Sarepta Therapeutics saw its shares plunge more than 38% Friday after a third patient death tied to its gene therapy programs deepened regulatory scrutiny and rattled investor confidence. The Food and Drug Administration is reportedly preparing to request a voluntary halt in shipments of Sarepta's approved treatment, Elevidys, according to a person familiar with the matter who spoke to CNBC.
FDA Commissioner Marty Makary confirmed to Bloomberg News that the agency is actively weighing whether Elevidys should remain on the market. The treatment, which was approved to treat Duchenne muscular dystrophy (DMD), has now been linked to two deaths in teenage boys who experienced acute liver failure after receiving the therapy.
Separately, Sarepta confirmed the recent death of a 51-year-old man enrolled in an early-stage trial for SRP-9004, a gene therapy candidate for limb-girdle muscular dystrophy (LGMD). The patient reportedly died from acute liver failure last month. Sarepta stated that liver issues were "not a new safety signal" for the SRP-9004 trial, which has since been halted along with several other LGMD-related programs.

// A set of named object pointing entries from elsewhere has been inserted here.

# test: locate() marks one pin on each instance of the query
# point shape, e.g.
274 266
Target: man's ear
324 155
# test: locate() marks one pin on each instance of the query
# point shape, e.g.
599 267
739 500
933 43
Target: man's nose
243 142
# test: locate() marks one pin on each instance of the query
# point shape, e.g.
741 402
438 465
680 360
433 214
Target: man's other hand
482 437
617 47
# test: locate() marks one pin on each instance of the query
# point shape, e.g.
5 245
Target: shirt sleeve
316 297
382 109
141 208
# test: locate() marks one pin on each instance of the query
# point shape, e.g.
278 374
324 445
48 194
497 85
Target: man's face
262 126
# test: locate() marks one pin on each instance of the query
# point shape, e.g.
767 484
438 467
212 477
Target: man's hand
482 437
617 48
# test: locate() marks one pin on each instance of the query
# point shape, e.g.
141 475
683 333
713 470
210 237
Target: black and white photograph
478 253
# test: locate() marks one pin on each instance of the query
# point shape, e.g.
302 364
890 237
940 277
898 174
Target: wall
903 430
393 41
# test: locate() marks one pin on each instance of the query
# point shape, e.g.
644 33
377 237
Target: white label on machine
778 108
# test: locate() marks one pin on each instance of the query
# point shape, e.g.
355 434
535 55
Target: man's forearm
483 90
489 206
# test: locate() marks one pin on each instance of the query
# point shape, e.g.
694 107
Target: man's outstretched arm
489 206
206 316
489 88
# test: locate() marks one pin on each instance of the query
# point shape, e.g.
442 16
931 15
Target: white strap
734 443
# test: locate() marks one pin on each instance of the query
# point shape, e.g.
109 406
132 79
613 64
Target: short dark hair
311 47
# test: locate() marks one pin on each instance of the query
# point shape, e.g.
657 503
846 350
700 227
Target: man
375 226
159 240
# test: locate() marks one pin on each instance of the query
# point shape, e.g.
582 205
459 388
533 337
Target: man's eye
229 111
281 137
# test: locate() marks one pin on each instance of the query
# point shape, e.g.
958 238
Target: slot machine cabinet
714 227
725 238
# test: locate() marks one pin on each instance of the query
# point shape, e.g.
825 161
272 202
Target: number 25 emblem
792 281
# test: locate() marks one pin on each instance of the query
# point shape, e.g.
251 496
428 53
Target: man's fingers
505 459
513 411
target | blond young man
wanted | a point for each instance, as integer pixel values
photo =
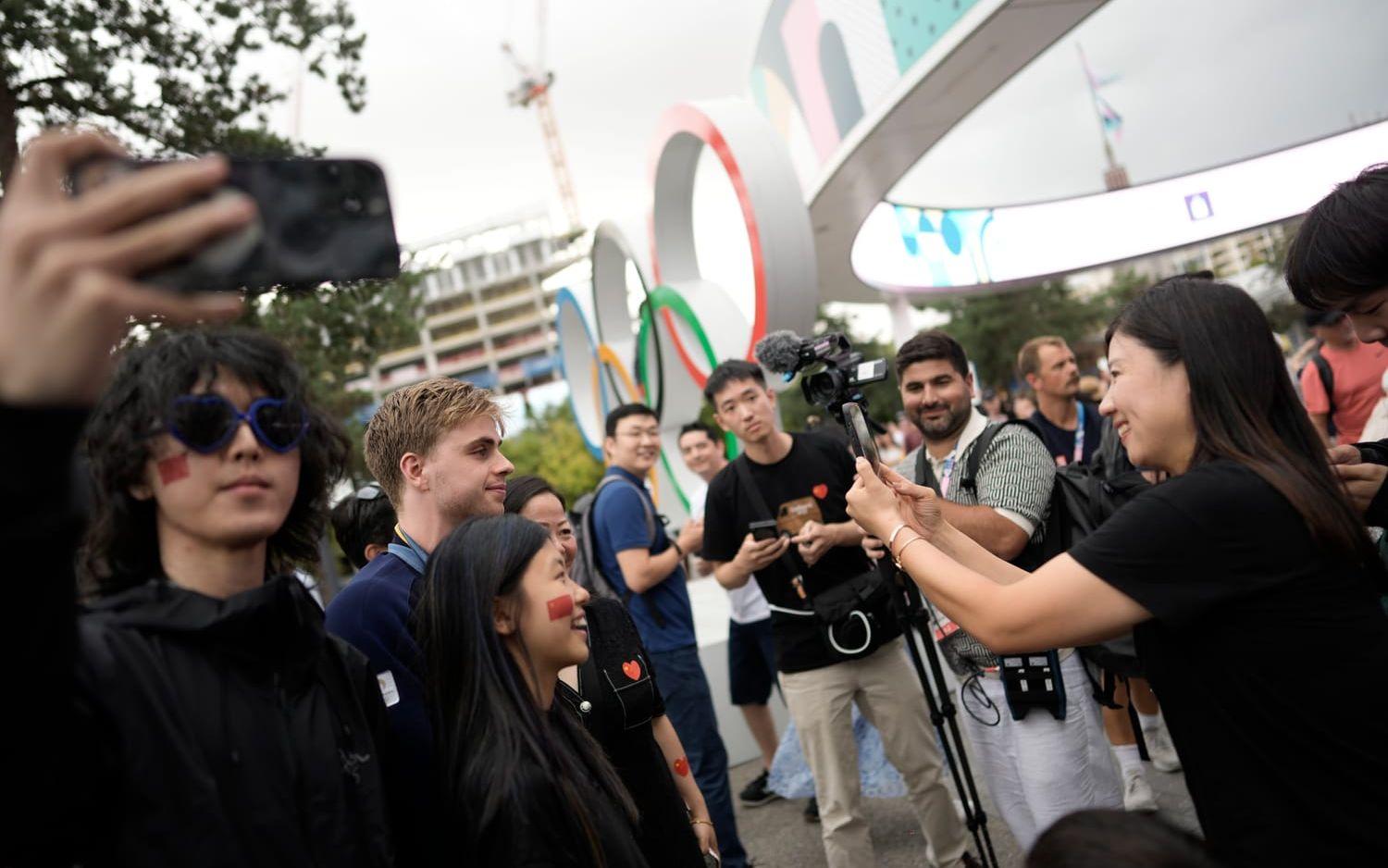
(1071, 427)
(435, 448)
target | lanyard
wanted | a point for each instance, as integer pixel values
(1079, 434)
(410, 553)
(947, 471)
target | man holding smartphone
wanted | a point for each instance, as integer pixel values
(804, 478)
(1038, 768)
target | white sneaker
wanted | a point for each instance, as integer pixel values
(1137, 793)
(1162, 751)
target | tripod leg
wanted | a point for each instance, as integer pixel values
(941, 714)
(954, 751)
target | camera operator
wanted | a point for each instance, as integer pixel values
(804, 478)
(1249, 553)
(1038, 768)
(194, 713)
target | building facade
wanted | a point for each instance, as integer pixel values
(488, 316)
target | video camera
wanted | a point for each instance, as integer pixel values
(844, 374)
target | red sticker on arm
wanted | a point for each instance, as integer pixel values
(172, 468)
(561, 607)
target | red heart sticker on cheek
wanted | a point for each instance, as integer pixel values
(561, 607)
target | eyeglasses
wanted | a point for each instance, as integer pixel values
(368, 492)
(207, 422)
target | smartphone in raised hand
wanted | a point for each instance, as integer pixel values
(318, 219)
(860, 437)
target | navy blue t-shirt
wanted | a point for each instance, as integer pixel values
(1060, 442)
(372, 613)
(619, 526)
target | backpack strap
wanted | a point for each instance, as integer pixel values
(980, 448)
(1327, 379)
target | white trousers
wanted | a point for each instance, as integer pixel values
(1040, 768)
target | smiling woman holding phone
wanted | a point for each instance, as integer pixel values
(1252, 585)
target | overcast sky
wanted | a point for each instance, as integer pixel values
(1199, 82)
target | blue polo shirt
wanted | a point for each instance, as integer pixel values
(619, 526)
(372, 613)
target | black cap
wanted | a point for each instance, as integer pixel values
(1313, 318)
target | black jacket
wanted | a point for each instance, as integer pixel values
(163, 726)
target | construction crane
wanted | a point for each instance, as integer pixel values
(533, 91)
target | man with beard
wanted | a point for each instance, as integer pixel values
(1071, 428)
(1038, 768)
(801, 479)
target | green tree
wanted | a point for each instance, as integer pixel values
(169, 75)
(552, 448)
(335, 330)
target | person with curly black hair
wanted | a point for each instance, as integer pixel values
(191, 710)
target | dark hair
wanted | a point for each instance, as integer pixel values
(929, 346)
(524, 490)
(713, 434)
(121, 548)
(493, 738)
(363, 521)
(1107, 839)
(732, 371)
(1341, 250)
(1241, 399)
(626, 411)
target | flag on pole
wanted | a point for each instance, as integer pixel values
(1109, 118)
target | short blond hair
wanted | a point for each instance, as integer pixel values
(414, 418)
(1029, 357)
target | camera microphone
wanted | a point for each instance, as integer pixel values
(779, 352)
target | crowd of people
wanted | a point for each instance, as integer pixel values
(511, 679)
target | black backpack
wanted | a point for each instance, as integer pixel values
(586, 568)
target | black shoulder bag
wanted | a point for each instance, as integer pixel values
(854, 614)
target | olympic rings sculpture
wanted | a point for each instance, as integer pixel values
(688, 324)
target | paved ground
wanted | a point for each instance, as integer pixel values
(777, 837)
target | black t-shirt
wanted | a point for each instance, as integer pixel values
(1060, 442)
(808, 484)
(618, 681)
(1268, 657)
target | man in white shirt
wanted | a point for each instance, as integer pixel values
(751, 649)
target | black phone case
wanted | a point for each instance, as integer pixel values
(318, 221)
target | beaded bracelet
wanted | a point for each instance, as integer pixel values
(899, 554)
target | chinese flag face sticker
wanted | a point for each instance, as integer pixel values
(561, 607)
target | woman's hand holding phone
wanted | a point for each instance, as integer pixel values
(67, 293)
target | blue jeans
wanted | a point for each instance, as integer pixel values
(688, 701)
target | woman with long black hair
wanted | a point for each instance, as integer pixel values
(524, 782)
(1252, 585)
(615, 695)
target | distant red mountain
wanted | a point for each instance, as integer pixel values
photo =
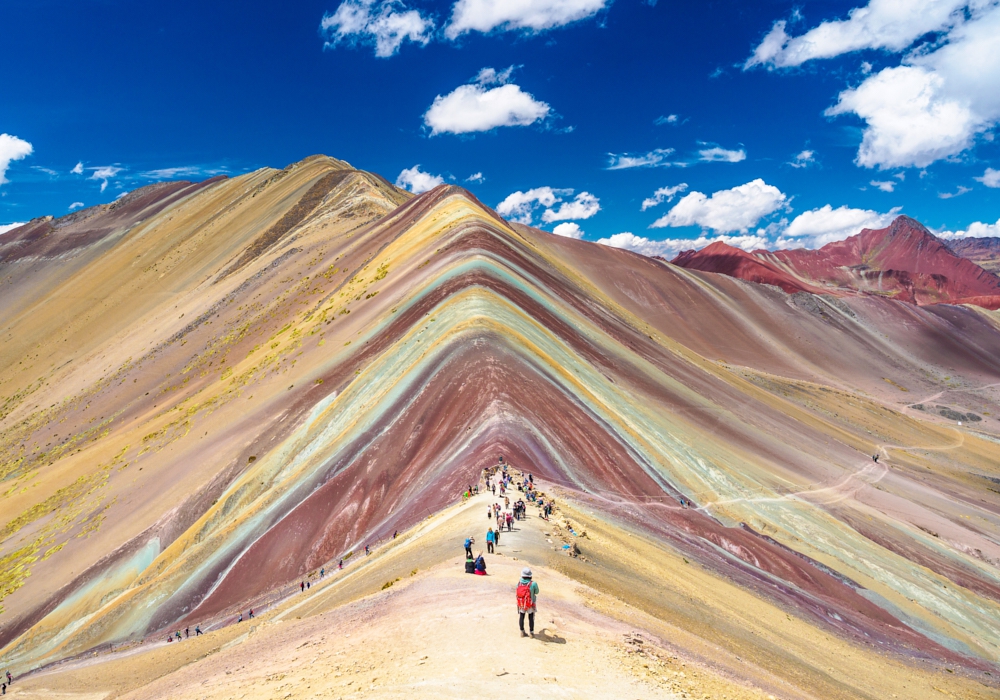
(904, 261)
(985, 252)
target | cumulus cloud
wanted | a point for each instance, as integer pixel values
(957, 193)
(384, 23)
(944, 93)
(11, 149)
(670, 247)
(417, 181)
(656, 158)
(721, 155)
(664, 194)
(568, 230)
(521, 206)
(816, 228)
(991, 178)
(513, 15)
(735, 209)
(479, 107)
(803, 159)
(4, 228)
(105, 173)
(975, 230)
(583, 206)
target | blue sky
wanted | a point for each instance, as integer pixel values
(770, 123)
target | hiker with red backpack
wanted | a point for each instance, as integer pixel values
(527, 596)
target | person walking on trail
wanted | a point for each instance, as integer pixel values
(527, 599)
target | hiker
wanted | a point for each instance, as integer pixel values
(527, 597)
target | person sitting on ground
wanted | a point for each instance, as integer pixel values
(527, 599)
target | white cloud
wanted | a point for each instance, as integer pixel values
(736, 209)
(384, 23)
(975, 230)
(654, 159)
(957, 193)
(991, 178)
(670, 247)
(568, 230)
(882, 24)
(417, 181)
(664, 194)
(816, 228)
(721, 155)
(11, 149)
(943, 95)
(511, 15)
(803, 159)
(583, 206)
(4, 228)
(472, 108)
(104, 174)
(519, 206)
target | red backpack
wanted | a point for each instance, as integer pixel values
(523, 597)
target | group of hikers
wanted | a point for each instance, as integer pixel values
(498, 479)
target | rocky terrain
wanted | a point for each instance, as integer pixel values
(211, 391)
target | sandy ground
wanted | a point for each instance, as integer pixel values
(433, 633)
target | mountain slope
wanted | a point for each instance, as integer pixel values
(277, 369)
(985, 252)
(903, 261)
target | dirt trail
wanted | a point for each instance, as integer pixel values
(437, 632)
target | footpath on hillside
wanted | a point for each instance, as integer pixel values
(407, 621)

Wall Street analysts warned the mounting safety concerns could undercut physician and patient willingness to use Elevidys, particularly as both therapies rely on the same adeno-associated virus (AAV) vector delivery system. Sarepta disclosed Wednesday that a new label warning would be added to Elevidys regarding acute liver injury risk in ambulatory DMD patients.
The third patient death was first reported by BioCentury Thursday evening, just a day after Sarepta announced it would lay off 500 employees and discontinue multiple gene therapy programs. Sarepta did not mention the death in its Wednesday announcement, a move that William Blair analyst Sami Corwin said could erode investor trust.